It was a cool night, the coppery reek of raw exhaust on the breeze. I looked across the grass of Rosa-Luxemburg-Platz, studying the glowing ochre Babylon theatre. From a distance it put me in mind of a slab of cheddar, that lustrous colour and all them angles. How strange to be standing here again, in this very square I used to tread when I was young. The building caught the last of the sunlight, bright against the grey square.

Chip stood between me and our eerily silent minder, what’s-his-name. Chip was fixing his hair, spitting on his fingers then dabbing at the pale part in his Afro. Already sick with nerves, I looked past him, at the Babylon, the crowd of folks spilling out onto the plaza. Seeing just how many there was, I begun swallowing hard. My damn throat felt like it stuffed with cotton.

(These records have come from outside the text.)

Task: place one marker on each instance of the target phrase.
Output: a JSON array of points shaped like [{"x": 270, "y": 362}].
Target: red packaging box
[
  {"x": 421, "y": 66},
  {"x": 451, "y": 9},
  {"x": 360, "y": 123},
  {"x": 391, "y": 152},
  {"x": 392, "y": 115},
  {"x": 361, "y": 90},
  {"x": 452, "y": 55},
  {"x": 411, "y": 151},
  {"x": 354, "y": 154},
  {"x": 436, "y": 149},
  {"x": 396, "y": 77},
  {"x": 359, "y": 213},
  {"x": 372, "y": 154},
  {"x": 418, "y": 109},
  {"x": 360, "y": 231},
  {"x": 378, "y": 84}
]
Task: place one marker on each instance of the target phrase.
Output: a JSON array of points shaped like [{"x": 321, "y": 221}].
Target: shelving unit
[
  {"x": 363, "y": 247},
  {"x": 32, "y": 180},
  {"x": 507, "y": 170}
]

‘Sid? You got the nerves, brother?’ said Chip.

I waved him off. ‘I’m alright.’

The square was filled with a carpet of folk rolling all the way to the theatre across, the Volksbühne, with its fearsome grey pillars. The Babylon looked packed so tight a gent couldn’t sneeze without greasing his neighbour. As if every Tom, Fritz and Eva in the city had turned out. Hell. I’d banked on this being a smaller affair.

‘How we even going to get in?’ I said. ‘There ain’t even room to get in the damn door.’

‘Aw, we’ll get in. You’ll see.’ Chip was looking at me with his thin oyster lips pressed tight. ‘You sure you alright? You looking a little green, Sid.’

‘I ain’t green.’

Chip grunted, patted my shoulder. Felt good having his hand there, reassuring. I was damned uncomfortable. Chip’s suit hung too short on my arms, hiked high up off my wrists like I about to wash my damn face. And his shirt sagged real loose on the collar, tailored for his fat bull’s neck I guess.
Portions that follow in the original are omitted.